Research has found that arguments about money often foretell divorce and tend to be more intense than couples’ fights over other subjects. When arguing about money, couples tend to use harsher language with one another, and the arguments usually last longer.
Understand the Warning Signs
Be aware of these signs indicating you and your partner need a financial conversation—and soon:
- You’re feeling uncomfortable about some aspect of your partner’s financial life. It could be anything; student loans, credit card debt, lack of savings or planning for retirement.
- Your partner’s money habits begin to directly affect you, perhaps because of joint ownership of assets—or debts.
- You’re considering getting married, living together, taking on joint debt, or combining finances in some other way.
How to Have The Talk
If you’re unsure how to start talking about your finances, use these tips to keep your conversations effective and positive:
Avoid words that could come across as scary or evoke a sense of dread. No one wants to hear their partner say, “We need to talk.” When you hear that phrase, your guard immediately comes up because you assume something bad is coming.
Start by addressing the positive. Talk about goals you want to achieve together and then discuss different ways to reach those goals.
Don’t unleash criticisms. If you have concerns or your partner struggles with a problem (like overspending or debt), remember and admit your own financial faults—then ask for your partner’s help to find a solution. This paves the way to discuss other important financial issues and shows that you don’t want to fight or be antagonistic. It shows you want to work together toward a solution.

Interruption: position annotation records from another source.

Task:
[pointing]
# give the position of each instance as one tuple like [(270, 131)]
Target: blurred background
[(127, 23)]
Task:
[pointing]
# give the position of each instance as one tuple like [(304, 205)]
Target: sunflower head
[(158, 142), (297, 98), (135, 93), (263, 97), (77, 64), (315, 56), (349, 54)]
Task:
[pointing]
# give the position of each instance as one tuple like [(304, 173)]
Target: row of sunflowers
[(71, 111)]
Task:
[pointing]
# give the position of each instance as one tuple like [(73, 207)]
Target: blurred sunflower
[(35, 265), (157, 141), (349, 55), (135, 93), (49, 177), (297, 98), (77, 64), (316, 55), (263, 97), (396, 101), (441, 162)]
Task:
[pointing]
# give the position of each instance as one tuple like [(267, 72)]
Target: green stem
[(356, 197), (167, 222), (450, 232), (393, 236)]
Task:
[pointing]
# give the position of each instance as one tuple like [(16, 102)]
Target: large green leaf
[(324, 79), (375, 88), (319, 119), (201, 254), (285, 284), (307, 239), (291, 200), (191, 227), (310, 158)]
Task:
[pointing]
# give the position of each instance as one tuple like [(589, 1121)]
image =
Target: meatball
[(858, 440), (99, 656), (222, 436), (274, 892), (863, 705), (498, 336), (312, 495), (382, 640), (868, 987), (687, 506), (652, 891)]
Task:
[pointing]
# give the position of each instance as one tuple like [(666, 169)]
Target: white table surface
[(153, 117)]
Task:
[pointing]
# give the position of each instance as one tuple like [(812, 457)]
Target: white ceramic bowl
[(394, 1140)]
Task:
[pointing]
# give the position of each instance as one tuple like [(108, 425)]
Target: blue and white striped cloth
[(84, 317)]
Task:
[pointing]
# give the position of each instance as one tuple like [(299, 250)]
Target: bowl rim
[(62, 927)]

Talk about goals and values. Sometimes it’s easier to begin by talking about what you and your partner value. Think of open-ended questions such as:
- What are your hopes and dreams?
- Which aspirations do you share together, and which are individual?
- What financial steps must you take to make each set of dreams come true?
Listen – and ask. Although you may have started the conversation, it is important to let your partner share their hopes, dreams and goals. Encourage your partner to ask questions as well. Be open and forthright when answering.
By being kind and respectful to one another when handling money questions and problems you and your partner will strengthen your relationship and pave the way for easier financial discussions in the future.